Dancers, Brandon Gray and Kelly Sneedon, Andrew Brader and Jillian Davis YoungSil Kim and Kelly Marsh are veterans from last season and they gave a fresh look at this piece.
This was some of the audience’s first time seeing “Stardust” so they didn’t know what they were about to enter. This dance glam-opera is a representation of Bowie’s gender-bending style and music that crossed over to several genres and a reflection of his ever changing life of his 40 year career. The Ballet uses a very calculated set of his popular songs and tells a story of the key stages in his life.
Opening with “Lazarus” the last song Bowie recorded and released on his birthday two days before his leaving earth, Dancer Brandon Gray, began the stories of each of the 9 songs the Company used to depict the important stages of Bowie’s career. Gray, who danced the same role Terk Waters did last year, did a fierce portrayal of the role as well.
The lip synching of important stanzas of “Lazarus” seamlessly expressed the lyrics through Rhode’s choreography. Gray and Brader fluidly interchanged roles of the singer as the ladder took on the song “Changes” and visually channeled Bowie.

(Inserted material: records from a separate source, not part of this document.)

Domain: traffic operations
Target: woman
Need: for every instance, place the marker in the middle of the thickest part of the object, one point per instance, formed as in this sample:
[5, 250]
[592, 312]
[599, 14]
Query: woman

Mr. Blackmon stepped up to the plate in “Life on Mars” as he went right in giving his unique presence to it. The company carried the torch to bring the full visual experience with costumes, make-up, the set and lighting. The dance for “Space Oddity” seemed to have taken the show with some dancers languidly crossing the stage on Extreme pointe led by Addison Ector who widened some audience’s eyes with his non-gravity pointe which brought you up to Major Tom in his space ship.
Apprentice Timothy Stickney earned his turn performing to “1984” with amazing energy with the Company. “1984” morphed into “Heroes” so smoothly with Jillian Davis, Addison Ector, Simon Plant, YoungSil Kim, Kelly Marsh IV and Brandon Gray.
The remaining 4 songs and dance pieces were paired together for a lavish crescendo of “Modern Love some Rock and Roll Suicide” and the finale of “Young Americans.”